On Friday I was back “on tour” with the Fiscal Wake-Up Tour, this time being my first time on the Tour as a representative from the Concord Coalition, although I’ve been working at Concord for almost a year now. (The last time I had been a panelist on the Tour was back in late 2006 representing the Brookings Institution.)
We visited Princeton University, and this time I brought a really good prop. I wish I could say that’s me looking really young in the above photo, but it’s my oldest daughter, Allie, who came along to see not exactly the Tour, but Princeton. (In the photo with her are, L to R, Gene Steuerle of the Peterson Foundation, my Concord colleague Harry Zeeve, and Alice Rivlin of Brookings.) Having talked about my four kids very often whenever I speak about the importance of fiscal responsibility, I found myself unable to even mention I was a mom when I actually had one of my kids there–let alone point Allie out to the audience! (She would have been absolutely horrified.)

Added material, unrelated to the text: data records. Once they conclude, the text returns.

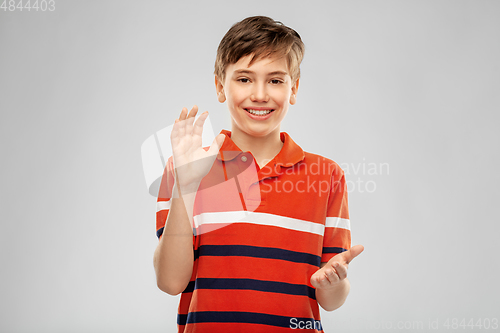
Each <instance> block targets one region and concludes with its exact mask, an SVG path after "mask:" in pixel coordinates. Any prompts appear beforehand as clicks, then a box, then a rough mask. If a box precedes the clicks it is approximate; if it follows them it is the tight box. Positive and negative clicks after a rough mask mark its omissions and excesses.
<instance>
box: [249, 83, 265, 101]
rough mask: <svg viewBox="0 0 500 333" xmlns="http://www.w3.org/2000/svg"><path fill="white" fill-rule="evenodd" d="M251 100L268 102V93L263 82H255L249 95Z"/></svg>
mask: <svg viewBox="0 0 500 333" xmlns="http://www.w3.org/2000/svg"><path fill="white" fill-rule="evenodd" d="M250 100H251V101H252V102H268V101H269V95H268V93H267V89H266V84H265V83H255V84H254V85H253V87H252V95H251V96H250Z"/></svg>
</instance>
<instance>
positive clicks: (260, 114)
mask: <svg viewBox="0 0 500 333" xmlns="http://www.w3.org/2000/svg"><path fill="white" fill-rule="evenodd" d="M251 58H252V56H251V55H249V56H245V57H242V58H241V59H240V60H238V62H237V63H235V64H231V65H229V66H227V68H226V77H225V80H224V82H219V81H218V79H217V77H216V78H215V83H216V88H217V95H218V99H219V101H220V102H221V103H223V102H224V101H227V106H228V109H229V112H230V114H231V123H232V131H233V132H234V131H242V132H244V133H246V134H248V135H250V136H254V137H263V136H267V135H269V134H271V133H272V132H275V131H278V132H279V130H280V124H281V121H282V120H283V119H284V118H285V115H286V113H287V111H288V107H289V105H290V104H292V105H293V104H295V101H296V94H297V89H298V86H299V80H297V81H296V82H292V79H291V77H290V73H289V70H288V66H287V63H286V60H285V58H274V57H267V58H262V59H259V60H256V61H254V63H253V64H252V65H251V66H249V65H248V64H249V63H250V60H251Z"/></svg>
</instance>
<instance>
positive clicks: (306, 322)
mask: <svg viewBox="0 0 500 333" xmlns="http://www.w3.org/2000/svg"><path fill="white" fill-rule="evenodd" d="M290 328H291V329H292V330H295V329H299V330H318V331H322V330H323V327H322V326H321V321H319V320H314V319H306V318H295V317H293V318H290Z"/></svg>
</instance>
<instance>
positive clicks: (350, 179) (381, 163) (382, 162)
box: [339, 157, 389, 193]
mask: <svg viewBox="0 0 500 333" xmlns="http://www.w3.org/2000/svg"><path fill="white" fill-rule="evenodd" d="M339 165H340V167H341V168H342V169H343V170H344V174H345V175H346V185H347V192H349V193H352V192H358V193H373V192H375V191H376V190H377V179H380V176H388V175H389V163H387V162H368V161H366V159H365V158H364V157H363V160H362V161H361V162H356V163H346V162H344V163H340V164H339Z"/></svg>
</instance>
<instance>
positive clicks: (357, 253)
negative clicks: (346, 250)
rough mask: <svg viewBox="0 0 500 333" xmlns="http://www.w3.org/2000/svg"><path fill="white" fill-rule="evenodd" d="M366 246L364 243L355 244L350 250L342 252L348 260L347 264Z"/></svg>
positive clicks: (348, 263) (361, 250)
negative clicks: (360, 244) (357, 244)
mask: <svg viewBox="0 0 500 333" xmlns="http://www.w3.org/2000/svg"><path fill="white" fill-rule="evenodd" d="M364 249H365V247H364V246H363V245H354V246H353V247H351V248H350V249H349V250H347V251H346V252H343V253H342V256H343V257H344V260H345V261H346V263H347V264H349V263H350V262H351V261H352V260H353V259H354V258H356V257H357V256H358V255H360V254H361V252H363V251H364Z"/></svg>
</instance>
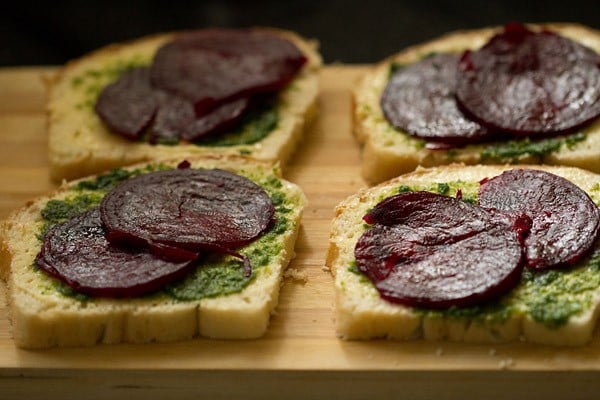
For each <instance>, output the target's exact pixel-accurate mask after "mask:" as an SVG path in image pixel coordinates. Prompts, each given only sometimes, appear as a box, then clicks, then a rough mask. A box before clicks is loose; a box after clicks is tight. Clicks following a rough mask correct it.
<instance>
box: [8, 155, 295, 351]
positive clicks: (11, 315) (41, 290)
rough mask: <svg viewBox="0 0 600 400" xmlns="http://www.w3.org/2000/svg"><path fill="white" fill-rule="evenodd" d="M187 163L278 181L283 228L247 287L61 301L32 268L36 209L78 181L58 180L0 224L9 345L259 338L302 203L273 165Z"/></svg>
mask: <svg viewBox="0 0 600 400" xmlns="http://www.w3.org/2000/svg"><path fill="white" fill-rule="evenodd" d="M187 160H188V161H190V162H191V166H192V168H198V167H203V168H221V169H226V170H229V171H232V172H235V173H240V174H242V175H245V176H249V177H251V179H252V177H258V178H261V179H263V178H264V179H271V177H272V178H277V179H278V180H280V181H281V184H282V186H281V191H283V192H284V193H285V196H286V197H287V198H288V199H289V201H291V202H292V204H293V205H294V207H293V209H292V210H290V211H289V214H287V216H288V218H289V220H290V223H289V226H288V228H287V229H286V230H285V232H283V233H281V234H280V236H278V239H277V240H278V242H277V243H281V249H282V250H281V251H280V252H279V254H276V255H275V256H273V257H271V258H270V261H269V263H268V265H265V266H262V267H261V268H260V269H258V270H256V277H255V278H254V280H253V281H252V282H251V283H250V284H249V285H248V286H246V287H245V288H244V289H242V290H241V291H240V292H238V293H233V294H229V295H221V296H217V297H213V298H203V299H201V300H192V301H182V300H175V299H173V298H169V297H167V296H164V295H161V296H158V297H153V296H151V297H144V298H132V299H110V298H94V299H92V300H91V301H82V300H80V299H78V298H75V297H73V296H65V295H63V294H61V293H60V292H59V291H57V290H55V289H54V286H53V285H54V284H53V282H54V281H53V280H52V278H49V277H48V276H47V275H46V274H44V273H43V272H41V271H36V269H35V268H34V267H33V265H34V259H35V256H36V255H37V253H38V252H39V249H40V246H41V242H40V240H39V239H38V238H37V234H38V233H39V231H40V228H41V225H42V223H43V222H42V219H41V216H40V212H41V210H42V208H43V207H44V206H45V204H46V203H47V202H48V200H50V199H63V198H65V197H67V196H69V195H72V194H73V191H72V188H73V187H74V186H75V185H76V184H77V182H79V181H73V182H70V183H63V185H62V186H61V187H60V188H59V189H57V191H55V192H53V193H51V194H48V195H46V196H43V197H40V198H38V199H36V200H33V201H31V202H29V203H28V204H27V206H25V207H24V208H22V209H20V210H16V211H14V212H13V213H12V214H11V215H10V216H9V217H8V218H7V219H6V220H4V221H2V222H1V223H0V256H1V257H0V278H1V279H2V280H4V281H5V282H6V283H7V289H8V291H7V298H8V302H9V313H10V319H11V322H12V333H13V337H14V340H15V344H16V345H17V346H19V347H24V348H46V347H55V346H92V345H96V344H99V343H148V342H172V341H178V340H186V339H191V338H194V337H198V336H205V337H211V338H220V339H248V338H257V337H260V336H262V335H264V333H265V332H266V330H267V327H268V323H269V319H270V315H271V313H273V312H274V310H275V307H276V305H277V303H278V296H279V288H280V284H281V280H282V276H283V272H284V270H285V268H286V267H287V265H288V264H289V262H290V261H291V259H292V258H293V257H294V255H295V252H294V245H295V241H296V238H297V235H298V231H299V228H300V219H301V215H302V211H303V208H304V206H305V204H306V198H305V196H304V194H303V192H302V191H301V189H300V188H299V187H298V186H296V185H294V184H292V183H290V182H287V181H285V180H283V179H281V175H280V168H279V167H278V166H277V165H276V164H273V163H269V162H259V161H256V160H252V159H249V158H245V157H241V156H227V155H200V156H196V157H193V158H192V157H190V158H188V159H187ZM159 161H160V164H161V165H170V166H176V165H177V164H178V163H179V162H180V161H181V159H177V160H172V159H169V160H159ZM145 165H146V164H136V165H133V166H131V167H129V168H141V167H144V166H145ZM89 178H93V177H89ZM85 179H88V178H85ZM240 251H242V252H243V248H242V249H241V250H240Z"/></svg>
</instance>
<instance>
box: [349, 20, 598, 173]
mask: <svg viewBox="0 0 600 400" xmlns="http://www.w3.org/2000/svg"><path fill="white" fill-rule="evenodd" d="M530 27H531V28H532V29H549V30H552V31H554V32H557V33H558V34H560V35H563V36H565V37H567V38H570V39H572V40H575V41H578V42H580V43H582V44H584V45H586V46H588V47H590V48H592V49H594V50H595V51H597V52H600V32H599V31H596V30H593V29H590V28H587V27H584V26H580V25H576V24H544V25H530ZM501 29H502V28H500V27H496V28H485V29H477V30H467V31H458V32H453V33H449V34H447V35H445V36H442V37H440V38H438V39H435V40H432V41H430V42H427V43H423V44H419V45H416V46H413V47H409V48H407V49H405V50H403V51H401V52H400V53H398V54H395V55H393V56H391V57H389V58H387V59H385V60H383V61H382V62H380V63H378V64H377V65H375V66H374V67H373V68H371V69H370V70H369V71H368V72H367V73H366V74H365V75H364V76H363V77H362V78H361V79H360V80H359V81H358V82H357V84H356V86H355V87H354V89H353V96H352V98H353V131H354V134H355V136H356V138H357V140H358V141H359V142H360V143H361V144H362V145H363V153H362V175H363V177H364V179H365V180H366V181H367V182H368V183H369V184H376V183H379V182H382V181H384V180H387V179H390V178H393V177H395V176H397V175H400V174H402V173H405V172H410V171H412V170H414V169H415V168H416V167H417V166H423V167H433V166H437V165H444V164H451V163H464V164H499V163H500V164H504V163H511V164H515V163H525V164H552V165H570V166H575V167H579V168H586V169H589V170H591V171H594V172H600V120H596V121H595V122H594V123H593V124H591V125H590V126H587V127H586V128H583V129H581V130H580V131H579V132H576V133H575V134H571V135H566V136H565V135H563V136H560V137H557V138H554V139H547V140H544V141H542V142H541V143H538V144H537V145H536V144H532V143H531V142H529V141H528V140H525V139H522V140H515V141H511V142H510V143H507V142H504V143H501V142H496V143H488V144H477V145H468V146H465V147H461V148H455V149H449V150H429V149H427V148H426V147H425V142H424V141H423V140H421V139H418V138H415V137H412V136H410V135H408V134H407V133H406V132H403V131H401V130H397V129H395V128H394V127H392V125H390V124H389V123H388V122H387V120H386V119H385V117H384V115H383V112H382V111H381V106H380V97H381V94H382V92H383V90H384V88H385V86H386V84H387V81H388V77H389V73H390V68H391V66H392V65H393V64H400V65H406V64H410V63H414V62H416V61H418V60H420V59H421V58H423V57H425V56H427V55H428V54H431V53H435V52H456V53H460V52H462V51H464V50H467V49H477V48H480V47H481V46H483V45H484V44H485V43H486V42H487V40H488V39H489V38H490V37H491V36H492V35H494V34H495V33H497V32H498V31H500V30H501Z"/></svg>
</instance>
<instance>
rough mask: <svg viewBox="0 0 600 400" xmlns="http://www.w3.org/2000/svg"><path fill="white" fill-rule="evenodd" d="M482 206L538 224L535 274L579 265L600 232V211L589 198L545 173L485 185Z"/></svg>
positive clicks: (533, 250) (528, 172)
mask: <svg viewBox="0 0 600 400" xmlns="http://www.w3.org/2000/svg"><path fill="white" fill-rule="evenodd" d="M479 205H480V206H482V207H487V208H495V209H498V210H507V211H512V210H516V211H519V212H524V213H526V214H527V215H528V216H529V217H530V218H531V219H532V221H533V225H532V227H531V230H530V232H529V234H528V236H527V238H526V239H525V250H526V256H527V266H528V267H530V268H534V269H545V268H550V267H561V266H568V265H573V264H574V263H576V262H577V261H579V260H581V259H582V258H583V257H584V256H585V255H586V254H587V253H588V252H589V251H590V249H591V248H592V247H593V245H594V243H595V241H596V238H597V237H598V234H599V231H600V211H599V210H598V207H597V206H596V205H595V204H594V202H593V201H592V200H591V199H590V197H589V196H588V195H587V193H585V192H584V191H583V190H581V189H580V188H579V187H577V186H575V185H574V184H573V183H571V182H570V181H568V180H567V179H564V178H562V177H560V176H557V175H555V174H551V173H548V172H545V171H540V170H533V169H514V170H510V171H506V172H504V173H503V174H501V175H499V176H497V177H494V178H491V179H489V180H486V181H484V182H482V184H481V186H480V189H479Z"/></svg>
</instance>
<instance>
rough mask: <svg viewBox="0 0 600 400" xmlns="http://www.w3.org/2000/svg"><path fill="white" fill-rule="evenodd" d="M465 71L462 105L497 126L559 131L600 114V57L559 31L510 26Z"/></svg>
mask: <svg viewBox="0 0 600 400" xmlns="http://www.w3.org/2000/svg"><path fill="white" fill-rule="evenodd" d="M459 70H460V72H459V74H458V83H457V93H456V95H457V100H458V103H459V106H460V107H461V109H462V110H463V111H464V112H466V113H467V114H468V116H469V117H471V118H473V119H475V120H477V121H478V122H480V123H481V124H483V125H485V126H487V127H489V128H492V129H499V130H503V131H508V132H512V133H514V134H520V135H534V134H548V133H559V132H566V131H571V130H573V129H576V128H578V127H580V126H582V125H584V124H586V123H587V122H589V121H591V120H593V119H595V118H596V117H597V116H598V115H600V56H599V55H598V54H596V53H595V52H594V51H593V50H591V49H589V48H587V47H584V46H582V45H581V44H579V43H576V42H574V41H572V40H570V39H567V38H564V37H561V36H558V35H556V34H554V33H550V32H545V31H544V32H539V33H534V32H532V31H530V30H528V29H527V28H526V27H525V26H523V25H520V24H510V25H507V26H506V28H505V30H504V32H502V33H500V34H498V35H496V36H494V37H493V38H492V39H491V40H490V41H489V42H488V44H486V45H485V46H484V47H482V48H481V49H480V50H478V51H474V52H466V53H465V54H464V55H463V57H462V59H461V62H460V68H459Z"/></svg>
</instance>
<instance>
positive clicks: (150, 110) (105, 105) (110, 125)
mask: <svg viewBox="0 0 600 400" xmlns="http://www.w3.org/2000/svg"><path fill="white" fill-rule="evenodd" d="M157 108H158V102H157V98H156V90H155V89H154V88H153V87H152V86H151V85H150V70H149V69H148V68H134V69H132V70H129V71H127V72H124V73H123V74H121V76H120V77H119V79H117V80H116V81H115V82H113V83H111V84H110V85H108V86H106V87H105V88H104V90H102V91H101V92H100V95H99V96H98V100H97V102H96V105H95V110H96V113H97V114H98V116H99V117H100V119H102V121H104V123H105V124H106V125H107V126H108V127H109V128H110V129H111V130H112V131H113V132H115V133H118V134H120V135H122V136H124V137H126V138H127V139H131V140H137V139H139V138H140V136H141V135H142V134H143V132H144V130H145V129H146V128H147V127H148V126H150V124H151V123H152V120H153V118H154V115H155V113H156V110H157Z"/></svg>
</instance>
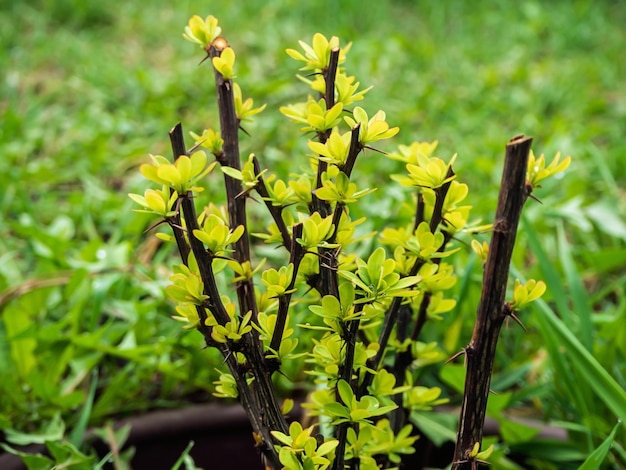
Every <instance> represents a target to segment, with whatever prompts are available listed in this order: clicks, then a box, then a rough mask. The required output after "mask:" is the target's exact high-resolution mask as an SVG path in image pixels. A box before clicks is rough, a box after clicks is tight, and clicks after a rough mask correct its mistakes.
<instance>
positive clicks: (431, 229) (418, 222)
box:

No, that’s me (the older version of Allie) in the photo below, with another great “prop” who showed up at the forum during the Q&A. This chemical engineering professor visiting from China (Beijing) very courageously, but graciously and humbly, remarked at how he had just come to this country a couple months ago and was very interested in learning how China’s investment in U.S. Treasuries was doing–which is why he was attending this fiscal policy/economics event. He also expressed confidence in and optimism about the strength of the U.S. economy. I thanked him and his country for having lent us so much money all these years and expressed hope that it will continue to be a mutually-beneficial relationship. At the same time, I said that the U.S. still must change our ways so that we don’t become unsustainably dependent on the kindness of strangers–or even the kindness of kind friends.